Posted in UK and EU legal framework

The EU (Withdrawal) Bill has returned to the House of Commons for its third reading and over two days (12 and 13 June), MPs voted on significant amendments which had been tabled by the House of Lords.

As detailed in our previous blog post, the Government had been defeated on 15 amendments in the House of Lords and prior to the Bill returning to the House of Commons, the Government published its response. A summary was published by the Institute for Government think tank.

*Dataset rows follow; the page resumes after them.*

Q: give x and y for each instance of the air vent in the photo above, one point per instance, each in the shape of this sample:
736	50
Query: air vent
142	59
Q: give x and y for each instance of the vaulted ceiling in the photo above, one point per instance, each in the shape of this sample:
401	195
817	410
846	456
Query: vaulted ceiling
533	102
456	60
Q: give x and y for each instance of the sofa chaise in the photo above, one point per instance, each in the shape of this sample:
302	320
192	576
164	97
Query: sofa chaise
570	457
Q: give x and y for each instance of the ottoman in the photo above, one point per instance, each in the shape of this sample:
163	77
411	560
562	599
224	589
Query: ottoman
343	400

The first day of the debate in the House of Commons centred on a House of Lords amendment tabled by Viscount Hailsham, which set out a timetable to ensure that MPs would be given a “meaningful vote” on the final terms of withdrawal and that the House of Commons would have the power to decide on next steps in the event of a “no deal” scenario. In an attempt to address concerns within its own party and avert the risk of defeat, the Government had previously proposed an “amendment in lieu” which would have allowed Parliament to vote on and approve the final terms of withdrawal but which put the Government (rather than Parliament) back in control of any next steps. It became clear, however, that the Government might be still heading for defeat, only averted due to last minute negotiations with “rebel” Conservative MPs, where assurances as to concessions gave the Government the support it needed to defeat Viscount Hailsham’s amendment by a majority of 26. On 14 June, the Government tabled a further amendment  to address the “meaningful vote” issue ahead of the amended Bill going back for further consideration to the House of Lords next week (18 June). However, it appears that what has been proposed might not be sufficient to satisfy opponents within the Prime Minister’s own party and an alternative amendment has also been tabled seeking to bolster the role of Parliament in the event of a no deal scenario. 

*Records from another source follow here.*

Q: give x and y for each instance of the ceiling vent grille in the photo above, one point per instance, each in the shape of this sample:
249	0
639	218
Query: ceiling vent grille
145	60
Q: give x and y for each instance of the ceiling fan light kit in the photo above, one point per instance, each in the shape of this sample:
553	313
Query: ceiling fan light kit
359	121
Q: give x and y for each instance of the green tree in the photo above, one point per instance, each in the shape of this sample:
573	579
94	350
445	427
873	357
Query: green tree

The Government was successful in securing a majority on all other votes before the House of Commons on the first day, in some cases proposing altered wording or “amendments in lieu” to the proposed House of Lords amendments. Amendments rejected by the House of Commons on the first day included an amendment aimed at limiting the use of “Henry VIII clauses” in the Bill (powers which enable Ministers to amend or repeal primary legislation by the use of secondary legislation) to when it is “necessary” rather than “appropriate” to do so and an amendment aimed at providing some flexibility in negotiation by removing a stipulated “exit” date of 29 March 2019 from the Bill.   The retention of a specific date in the Bill merely reflects the reality that the UK will leave the EU on 29 March 2019 pursuant to Article 50 of the Treaty on European Union, unless either the UK and the EU agree to extend the two year period for departure, or the Article 50 notice is withdrawn.  There is legal debate as to whether the Article 50 process can be stopped by a unilateral withdrawal of notice by the UK.

The key “vote” for the Government on day two of the debate related to an amendment which would have prevented repeal of the European Communities Act 1972 until Ministers had examined and presented options to Parliament on the possibility of staying in a Customs Union. This was expected to be a close vote because of cross-party support for staying in some form of Customs Union. However, an “amendment in lieu” by the Government requiring the Government to lay a statement before Parliament before October 2018 on steps taken to negotiate a Customs “arrangement” was sufficient to secure the support it needed to reject the Customs Union wording proposed by the House of Lords. 

Ultimately, the Government succeeded in reversing all of the House of Lords’ amendments with which it did not agree. The further amendments made to the Bill by the House of Commons at third reading stage now go back for consideration to the House of Lords. It is widely anticipated the Viscount Hailsham’s amendment will be reintroduced by the House of Lords in some form.  The Bill will continue to pass between the House of Lords and House of Commons in what is known as the “ping pong” phase before both Houses reach agreement on final wording and the bill is ready for Royal Assent.